No sería la arrogancia de la ciudad de México lo único que iban a hallar los revolucionarios al llegar victoriosos a la metrópoli. También encontrarían allí, los todavía sólidos cimientos de un régimen; tan sólidos que no desaparecerían totalmente en sus dinastías familiares, ni veinte ni cincuenta años más tarde. Tales cimientos eran el ejército, los bancos, las empresas industriales y mercantiles extranjeras, los profesionales, los diputados y senadores.

El ejército, si no enemigo, sí se mostraba desdeñoso hacia la Revolución y los revolucionarios. Los oficiales egresados del Colegio Militar, al igual de los jefes del ejército, tampoco podían comprender cómo aquellos improvisados soldados del maderismo podían lucir insignias ganadas de la noche a la mañana. Las instituciones bancarias, por su parte, estaban temerosas de que el nuevo gobierno les pusiera la mano, porque en la realidad, pocos eran los bancos que operaban legalmente. Las concesiones a los de emisión estaban generalmente excedidas. Los valores, manejados por estos establecimientos, ascendían a ochocientos treinta y cinco millones de pesos, en tanto que las existencias metálicas eran de doscientos veinte millones de pesos; y esto a pesar de las limitaciones establecidas por el ministro de Hacienda José Yves Limantour.

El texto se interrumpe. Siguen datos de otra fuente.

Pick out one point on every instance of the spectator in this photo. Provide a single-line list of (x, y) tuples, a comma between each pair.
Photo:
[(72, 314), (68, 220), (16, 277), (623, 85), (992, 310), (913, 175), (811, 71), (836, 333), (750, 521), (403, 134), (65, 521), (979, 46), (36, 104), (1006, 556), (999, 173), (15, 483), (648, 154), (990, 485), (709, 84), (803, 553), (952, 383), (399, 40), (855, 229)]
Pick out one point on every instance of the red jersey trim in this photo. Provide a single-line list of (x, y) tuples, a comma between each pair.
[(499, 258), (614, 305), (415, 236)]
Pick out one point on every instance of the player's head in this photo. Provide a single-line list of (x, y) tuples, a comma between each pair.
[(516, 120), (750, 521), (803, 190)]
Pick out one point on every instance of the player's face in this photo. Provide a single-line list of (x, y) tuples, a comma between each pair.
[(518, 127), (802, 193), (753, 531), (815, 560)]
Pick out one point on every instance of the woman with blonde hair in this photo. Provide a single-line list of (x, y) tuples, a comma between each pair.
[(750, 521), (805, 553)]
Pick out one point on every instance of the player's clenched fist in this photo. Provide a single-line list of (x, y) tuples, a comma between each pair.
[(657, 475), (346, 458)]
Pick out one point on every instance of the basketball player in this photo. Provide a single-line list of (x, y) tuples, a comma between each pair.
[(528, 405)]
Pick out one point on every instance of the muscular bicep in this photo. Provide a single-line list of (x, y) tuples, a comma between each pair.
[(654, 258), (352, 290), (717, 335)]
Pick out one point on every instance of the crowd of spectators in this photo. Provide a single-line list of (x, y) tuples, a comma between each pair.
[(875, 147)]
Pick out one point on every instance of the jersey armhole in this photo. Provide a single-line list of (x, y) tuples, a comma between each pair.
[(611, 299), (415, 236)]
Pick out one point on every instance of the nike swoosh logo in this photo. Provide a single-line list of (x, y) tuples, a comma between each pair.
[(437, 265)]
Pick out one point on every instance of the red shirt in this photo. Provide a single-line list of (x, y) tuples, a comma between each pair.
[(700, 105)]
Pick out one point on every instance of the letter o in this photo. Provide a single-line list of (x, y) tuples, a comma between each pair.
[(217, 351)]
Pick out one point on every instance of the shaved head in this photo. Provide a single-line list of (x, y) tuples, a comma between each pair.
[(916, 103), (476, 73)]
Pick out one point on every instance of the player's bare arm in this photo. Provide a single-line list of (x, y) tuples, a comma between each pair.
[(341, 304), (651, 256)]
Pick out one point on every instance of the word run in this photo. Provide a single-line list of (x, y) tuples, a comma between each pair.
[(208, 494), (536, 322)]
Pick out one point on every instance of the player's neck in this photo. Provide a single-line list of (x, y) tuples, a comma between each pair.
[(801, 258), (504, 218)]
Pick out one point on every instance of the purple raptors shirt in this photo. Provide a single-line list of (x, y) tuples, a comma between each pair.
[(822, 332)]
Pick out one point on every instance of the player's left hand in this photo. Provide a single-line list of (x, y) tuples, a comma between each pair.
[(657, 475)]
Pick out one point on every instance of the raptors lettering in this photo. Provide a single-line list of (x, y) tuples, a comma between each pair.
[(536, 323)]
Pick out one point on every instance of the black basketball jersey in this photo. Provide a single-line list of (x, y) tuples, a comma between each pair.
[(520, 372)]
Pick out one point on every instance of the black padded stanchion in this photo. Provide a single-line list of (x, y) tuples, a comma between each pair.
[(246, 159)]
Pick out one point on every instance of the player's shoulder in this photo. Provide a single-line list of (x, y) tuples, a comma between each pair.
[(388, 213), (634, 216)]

Las empresas industriales extranjeras, como en el caso de ciento veinte fábricas de textiles, gozaban de franquicias para importar tres y medio millones de kilogramos de materias primas; y de las inversiones industriales correspondientes a la primera década de nuestro siglo, sólo el 23.9 por ciento eran de capital mexicano; y estas inversiones, en su mayoría, estaban dedicadas a explotaciones mineras y al trabajo de pequeños ingenios de azúcar, cuya producción, durante 1911, fue de ciento sesenta mil toneladas.

En 1911, la producción agrícola en el país aumentó, no obstante la Guerra Civil, a treinta y un millones de kilogramos de arroz, ciento sesenta y tres de frijol, sesenta de garbanzo, ochenta y cuatro de henequén y treinta y cinco de café. Sin embargo, el precio del maíz fue de catorce pesos, cincuenta centavos la carga, esto es, once pesos más que en 1901.

El presupuesto de egresos del año fiscal que terminó en junio de 1911, no obstante los gastos de guerra, ascendió a ciento dos millones de pesos. Las recaudaciones, durante los cinco primeros meses del citado año, sumaron cuarenta y cuatro millones de pesos, de manera que el país, a pesar de la intranquilidad, continuaba perseverante hacia el progreso. Tanta así era la confianza que los mexicanos tenían en sí mismos. Sólo la reserva nacional había mermado hasta el día anterior del ascenso de Madero a la presidencia, en doce millones de pesos, de los sesenta que la componían al salir de México el general Díaz.

Madero halló, pues, una situación de rutina administrativa. El nuevo gobierno no tenía defensas hacendarías ni financieras, y todo parecía indicar la necesidad de continuar concertando empréstitos extranjeros, para consolidar las deudas exteriores y no perder el crédito en Europa, que constituía el punto central para el desarrollo del inversionismo y el equilibrio de la hacienda pública. Así, el panorama económico de México, en noviembre de 1911, sí no de prosperidad y grandeza, sí parecía tener una tendencia hacia lo normal; aunque esto bajo la amenaza que siempre ofrecen los cambios de gobierno y sobre todo la presencia en los negocios del Estado de individuos que no han tenido vinculaciones maduras con los negocios administrativos.